LOCAL COLUMN

OPINION: Medical debt relief is a lifeline of hope for New Mexicans

Published

Few things test a person like a serious health challenge. Anyone who has spent days, weeks, months or even years in a hospital knows this. I’m one of them. My name is Harrell Love, and I'm an 85-year-old Albuquerque resident.

I’ve spent plenty of time in a hospital. In 1995, I fell 30 feet while painting a sign for work and broke many bones. I was lucky to survive. Years later, I was hospital-bound for weeks with an infection at the base of my spine. These times were hard in their own right, but I got through them. What made them worse was the long-term pain that medical debt brought afterward.

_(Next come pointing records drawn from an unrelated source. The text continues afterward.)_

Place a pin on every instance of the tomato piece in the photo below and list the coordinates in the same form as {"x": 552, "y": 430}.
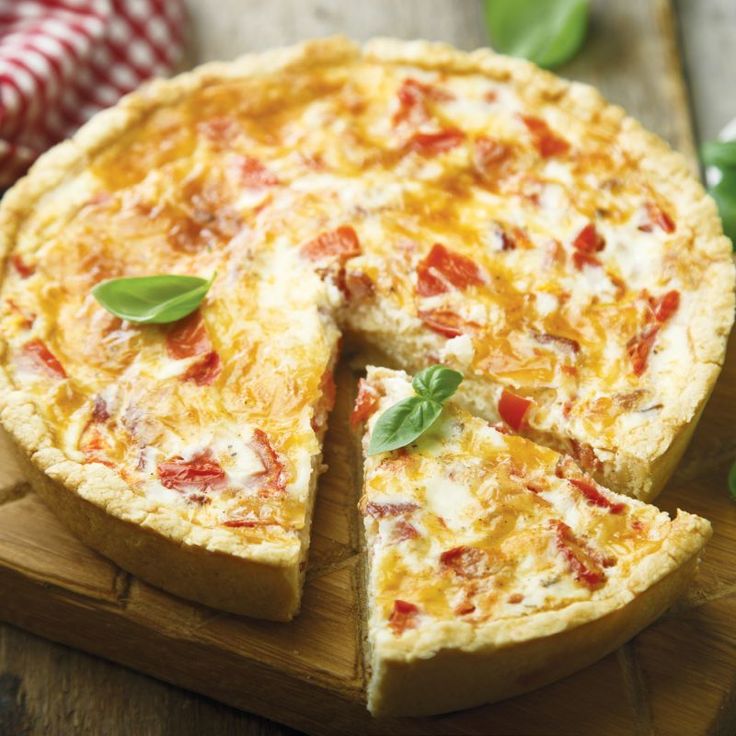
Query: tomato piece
{"x": 488, "y": 155}
{"x": 359, "y": 286}
{"x": 547, "y": 142}
{"x": 188, "y": 337}
{"x": 467, "y": 562}
{"x": 581, "y": 562}
{"x": 274, "y": 472}
{"x": 589, "y": 240}
{"x": 664, "y": 307}
{"x": 595, "y": 498}
{"x": 204, "y": 371}
{"x": 24, "y": 270}
{"x": 432, "y": 144}
{"x": 513, "y": 409}
{"x": 43, "y": 358}
{"x": 656, "y": 216}
{"x": 403, "y": 616}
{"x": 366, "y": 402}
{"x": 100, "y": 412}
{"x": 581, "y": 260}
{"x": 444, "y": 322}
{"x": 202, "y": 472}
{"x": 341, "y": 243}
{"x": 639, "y": 347}
{"x": 442, "y": 269}
{"x": 403, "y": 531}
{"x": 382, "y": 510}
{"x": 254, "y": 174}
{"x": 413, "y": 98}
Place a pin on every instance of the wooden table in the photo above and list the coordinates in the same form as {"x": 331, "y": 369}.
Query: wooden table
{"x": 633, "y": 54}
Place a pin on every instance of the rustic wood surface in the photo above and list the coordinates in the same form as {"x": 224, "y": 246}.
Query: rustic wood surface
{"x": 678, "y": 677}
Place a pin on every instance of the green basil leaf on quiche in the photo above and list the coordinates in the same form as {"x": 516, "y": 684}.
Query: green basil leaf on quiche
{"x": 719, "y": 153}
{"x": 152, "y": 299}
{"x": 724, "y": 193}
{"x": 402, "y": 423}
{"x": 547, "y": 32}
{"x": 436, "y": 382}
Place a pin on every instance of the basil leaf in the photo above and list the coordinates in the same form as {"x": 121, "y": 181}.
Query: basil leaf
{"x": 436, "y": 382}
{"x": 152, "y": 299}
{"x": 724, "y": 194}
{"x": 719, "y": 153}
{"x": 548, "y": 32}
{"x": 402, "y": 423}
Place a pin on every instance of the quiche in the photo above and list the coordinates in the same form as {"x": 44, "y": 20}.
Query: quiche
{"x": 428, "y": 205}
{"x": 495, "y": 565}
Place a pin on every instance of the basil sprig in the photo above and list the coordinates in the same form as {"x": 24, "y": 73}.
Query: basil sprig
{"x": 401, "y": 424}
{"x": 152, "y": 299}
{"x": 721, "y": 155}
{"x": 547, "y": 32}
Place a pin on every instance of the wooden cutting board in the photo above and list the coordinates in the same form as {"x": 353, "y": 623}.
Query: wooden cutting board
{"x": 677, "y": 677}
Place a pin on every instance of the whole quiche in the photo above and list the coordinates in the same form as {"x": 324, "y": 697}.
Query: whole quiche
{"x": 430, "y": 205}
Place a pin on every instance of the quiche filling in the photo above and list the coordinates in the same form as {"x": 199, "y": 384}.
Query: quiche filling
{"x": 470, "y": 529}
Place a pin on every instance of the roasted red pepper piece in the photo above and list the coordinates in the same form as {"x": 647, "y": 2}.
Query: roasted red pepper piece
{"x": 273, "y": 473}
{"x": 188, "y": 337}
{"x": 513, "y": 409}
{"x": 202, "y": 472}
{"x": 595, "y": 498}
{"x": 341, "y": 243}
{"x": 432, "y": 144}
{"x": 657, "y": 217}
{"x": 442, "y": 269}
{"x": 589, "y": 240}
{"x": 581, "y": 561}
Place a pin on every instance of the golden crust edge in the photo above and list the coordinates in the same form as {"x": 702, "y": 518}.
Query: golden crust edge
{"x": 553, "y": 646}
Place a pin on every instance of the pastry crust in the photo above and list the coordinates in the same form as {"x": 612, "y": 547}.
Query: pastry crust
{"x": 263, "y": 580}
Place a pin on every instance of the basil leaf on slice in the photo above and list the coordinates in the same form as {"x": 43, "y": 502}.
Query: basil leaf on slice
{"x": 152, "y": 299}
{"x": 402, "y": 423}
{"x": 719, "y": 153}
{"x": 547, "y": 32}
{"x": 436, "y": 382}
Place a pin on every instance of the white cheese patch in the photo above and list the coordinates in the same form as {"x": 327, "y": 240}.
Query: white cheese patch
{"x": 453, "y": 502}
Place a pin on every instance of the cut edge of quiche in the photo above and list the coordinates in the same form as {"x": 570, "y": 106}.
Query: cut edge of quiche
{"x": 495, "y": 566}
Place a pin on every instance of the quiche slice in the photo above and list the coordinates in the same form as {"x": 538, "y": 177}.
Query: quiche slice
{"x": 495, "y": 565}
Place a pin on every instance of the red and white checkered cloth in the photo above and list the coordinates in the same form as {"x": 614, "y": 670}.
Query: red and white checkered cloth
{"x": 63, "y": 60}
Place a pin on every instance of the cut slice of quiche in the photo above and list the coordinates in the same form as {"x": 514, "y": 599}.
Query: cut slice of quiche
{"x": 495, "y": 565}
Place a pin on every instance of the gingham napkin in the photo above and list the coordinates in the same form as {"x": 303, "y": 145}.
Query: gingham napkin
{"x": 63, "y": 60}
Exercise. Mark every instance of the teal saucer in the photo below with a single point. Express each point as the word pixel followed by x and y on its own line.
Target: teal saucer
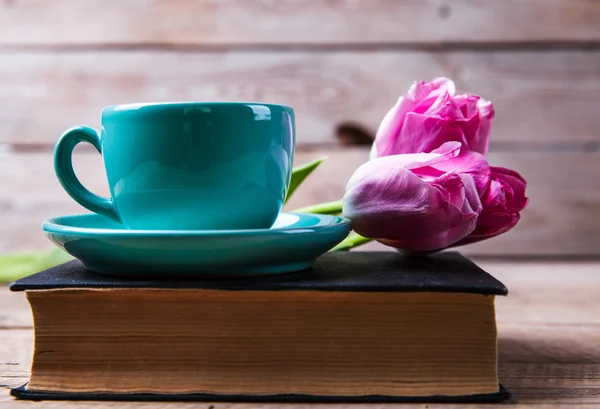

Having medical debt is like getting sick twice. While I spent nights in the hospital fighting for my health, my wife and I were just as worried about the bills that would come after the healing process. And for good reason. After I left the hospital, we spent years under constant collection calls telling us that we owed more money. We were doing the best we could, but the debt just kept piling up and piling up.

I know that there are thousands of others out there in the same situation. One in 11 New Mexicans struggle with medical debt. Those of us who have been in that category can tell you that the stress of medical debt can create a second psychological burden that’s just as bad as the physical pain and suffering that got you there in the first place.

My stress persisted until Presbyterian Health came to our rescue and found that I was eligible for medical debt relief based on our limited income. They helped me with over $1,500 of medical debt, returning my life to normal. This was a lifeline of hope for me. I have four kids, four grandkids and two great-grandkids. It’s important that I stay healthy, and that I can afford to stay healthy, to be there for them.

Unfortunately, with health care funding being cut across the board by the Republican tax law passed last year, the weight of medical debt is only becoming heavier for many New Mexicans.

It’s now more important than ever that our federal representatives step up and help ease the burden.

Rep. Gabe Vasquez, D-New Mexico, is doing just that. He’s working to pass a law — his Patient Debt Relief Act — that would allow nonprofits to relieve medical debt for folks whose medical debt exceeds 5% of their annual income. This would create thousands of lifelines like the one that saved me.

This kind of solution is exactly what we need to help everyday New Mexicans like me fight the greed of the health care system. Because the whole broken system comes back down to that one thing: greed. The greed of the system and the love of money. If that could be resolved, a lot of people would feel better and get well quickly.

No New Mexican — and really no human — should have to live with the stress of medical debt. I hope that other members of Congress will join Vasquez in helping people live out their days focusing on what’s important — kids, grandkids and great-grandkids — instead of being crushed by medical debt.

Harrell Love is a senior who lives in Albuquerque and has experienced significant medical debt.